ふと、窓をチラッとみると、少しだけ、ほんの少しだけ明るくなっているのが分かった。夜明けだ。ずっと考え事をしていたので、夜が明けてしまった。
「……はぁ」
何してんだ俺……唸るだけ唸って朝になっただけじゃねぇか。時間を無駄にするのは相変わらず変わってないようだ。俺は伸びをして、軽いストレッチ。外を見ても、雨が降っている気配は……ない。
「気分転換に走るか」
汚れきって、ボロボロなプライベート私服……それを着ながら、俺は外へと向かっていった。外へ出ると、コメットが起き、すぐにどついてくる。舐めるとかでいいだろと思うが、最近これが普通になっているので何も言わない。準備運動を軽く行い、港町内を軽く走る。体を動かして尚、考えは消えないという事件。

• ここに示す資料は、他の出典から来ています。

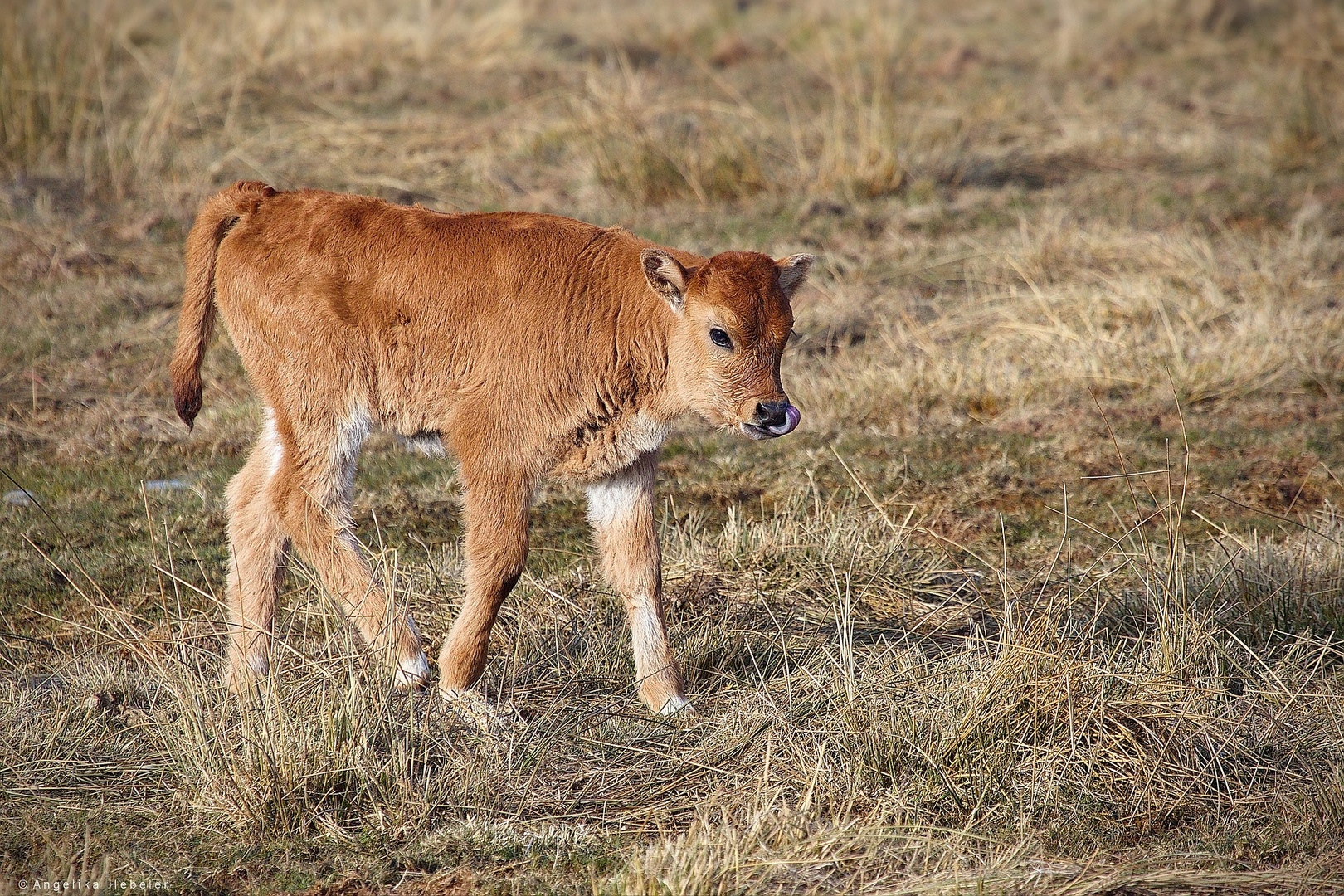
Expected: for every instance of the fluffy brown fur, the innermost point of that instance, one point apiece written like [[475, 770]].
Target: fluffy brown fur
[[530, 345]]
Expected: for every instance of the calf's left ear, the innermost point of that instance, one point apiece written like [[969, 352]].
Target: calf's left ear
[[793, 270], [665, 277]]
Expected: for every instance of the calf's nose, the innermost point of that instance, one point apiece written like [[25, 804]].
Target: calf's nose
[[772, 414]]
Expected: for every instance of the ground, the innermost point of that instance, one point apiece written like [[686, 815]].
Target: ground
[[1045, 596]]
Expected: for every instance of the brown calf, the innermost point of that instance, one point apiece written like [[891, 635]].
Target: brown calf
[[530, 345]]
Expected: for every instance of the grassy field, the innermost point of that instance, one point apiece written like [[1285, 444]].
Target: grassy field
[[1045, 597]]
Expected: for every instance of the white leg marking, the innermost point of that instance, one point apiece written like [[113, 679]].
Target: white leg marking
[[616, 496], [350, 440], [272, 445]]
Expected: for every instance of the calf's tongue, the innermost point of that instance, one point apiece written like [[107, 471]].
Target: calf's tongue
[[791, 423]]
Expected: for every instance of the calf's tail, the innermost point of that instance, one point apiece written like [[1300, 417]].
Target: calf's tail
[[197, 321]]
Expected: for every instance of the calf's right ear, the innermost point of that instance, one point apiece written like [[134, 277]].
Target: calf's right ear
[[665, 275]]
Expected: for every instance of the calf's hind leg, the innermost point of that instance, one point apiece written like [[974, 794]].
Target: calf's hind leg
[[256, 546], [314, 486], [621, 512]]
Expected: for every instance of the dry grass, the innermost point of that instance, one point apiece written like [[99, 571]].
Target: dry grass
[[1046, 597]]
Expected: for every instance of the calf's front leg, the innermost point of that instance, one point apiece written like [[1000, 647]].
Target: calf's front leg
[[494, 550], [621, 512]]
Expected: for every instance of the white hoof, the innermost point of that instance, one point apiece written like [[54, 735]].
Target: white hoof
[[675, 705], [411, 674]]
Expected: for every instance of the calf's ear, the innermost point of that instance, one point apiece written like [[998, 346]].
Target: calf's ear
[[793, 270], [665, 277]]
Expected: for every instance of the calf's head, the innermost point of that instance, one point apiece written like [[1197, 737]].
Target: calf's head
[[733, 320]]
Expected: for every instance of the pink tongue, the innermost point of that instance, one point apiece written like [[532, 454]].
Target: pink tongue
[[795, 416]]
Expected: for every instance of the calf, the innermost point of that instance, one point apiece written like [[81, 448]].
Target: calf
[[530, 345]]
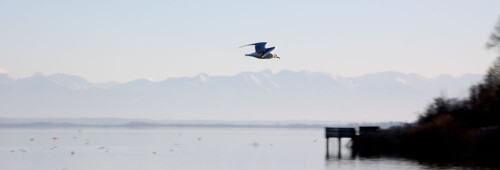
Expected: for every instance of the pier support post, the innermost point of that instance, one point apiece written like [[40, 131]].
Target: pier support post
[[327, 149]]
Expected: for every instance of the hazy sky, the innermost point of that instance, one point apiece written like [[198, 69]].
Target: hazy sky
[[124, 40]]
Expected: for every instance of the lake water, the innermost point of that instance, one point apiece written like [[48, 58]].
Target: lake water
[[183, 148]]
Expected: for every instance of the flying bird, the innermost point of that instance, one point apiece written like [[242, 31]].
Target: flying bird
[[261, 52]]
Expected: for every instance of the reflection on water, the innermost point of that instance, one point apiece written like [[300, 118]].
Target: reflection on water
[[191, 148], [345, 158]]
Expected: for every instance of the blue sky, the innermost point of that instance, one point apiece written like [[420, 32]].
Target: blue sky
[[125, 40]]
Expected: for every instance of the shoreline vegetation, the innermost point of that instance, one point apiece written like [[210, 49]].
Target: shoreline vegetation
[[450, 128]]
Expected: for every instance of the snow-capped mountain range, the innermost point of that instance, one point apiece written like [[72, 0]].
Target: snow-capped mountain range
[[284, 95]]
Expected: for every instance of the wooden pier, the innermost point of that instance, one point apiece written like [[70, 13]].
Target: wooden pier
[[337, 132]]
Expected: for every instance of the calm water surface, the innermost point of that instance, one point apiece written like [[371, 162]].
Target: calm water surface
[[183, 148]]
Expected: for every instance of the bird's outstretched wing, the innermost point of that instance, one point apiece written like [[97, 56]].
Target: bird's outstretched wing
[[268, 50], [258, 46]]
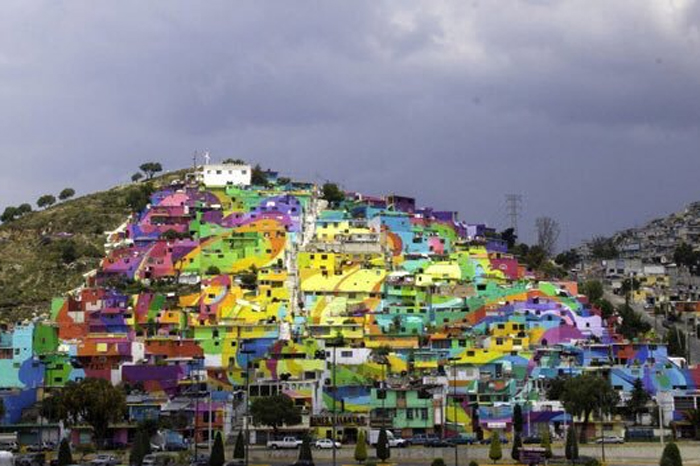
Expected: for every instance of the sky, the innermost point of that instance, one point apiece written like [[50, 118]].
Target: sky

「……何も考えずにー……っつうのが理想だったんだけどな……」
汚れた服でかく汗を拭いながら、そんな事を呟いていた。因みに、俺の後ろからはコメットが走ってきている。俺が速度を落とすとコイツにどつかれるという謎の現象が起きる。
「考えない事は難しいか……」
速度を少しずつ緩めながら、思考をしようと試みる。
「ギャアッ!」
「いだッ!」
しようとした瞬間どつかれた。見事に膝かっくんのような形になり、前のめりに倒れ込む。……分かっていたハズなのに、何故速度落としてんだ俺は……。
「どつくなっつうの……」
「ギャウッ」
「分かってるのか……?」
本当に頭がいいのか悪いのか分からない魔物だ。言うこと聞くときは聞くし……いや、俺の言うことだけ高確率で聞かないなコイツ。本当に重要な場面くらいでしか話を聞いてくれない。
「はぁ……まぁいいか」
頭を掻いて、ゆっくりと歩き始めた。今いるのは、港町の出入口付近だ。雲は怪しく、空模様が悪いので、朝なのか夜なのか分かりづらいが、明らかに周囲が見え始めてきたのできっと多分、朝になったのだろう。汗も少しだけ掻き、怪しく吹く風が少しだけ心地よく感じる。
「……」
そして、ふいに考えてしまうのだ。自分の存在意義についてを。もうそんな歳、卒業したとは思ったのだが、存外抜けてはいなかったらしい。おかしな話だが、ティナを見ていると、自分の事……相手の事について、考え直してしまうのだ。……やはり不思議なのだ。ティナの何を見て、何がそうさせたのだろうか。理解が出来ない。
「……出来たら、悩まねぇしな……それに」
三年……自分の事と同様に、ふと出てきたその数字だけが気になる。この三年でイベント発生か? それともイベントクリアしなきゃならないとかか?
「クソー……なんなんだよ……」
悩みの種が増えすぎて、更には芽さえも出てきそうだ。……不安は尽きない。そもそも何故このタイミングなんだ? 始めっから覚えとけって話よ。自分自身にイラつきながらも、荒っぽい歩き方を自覚している。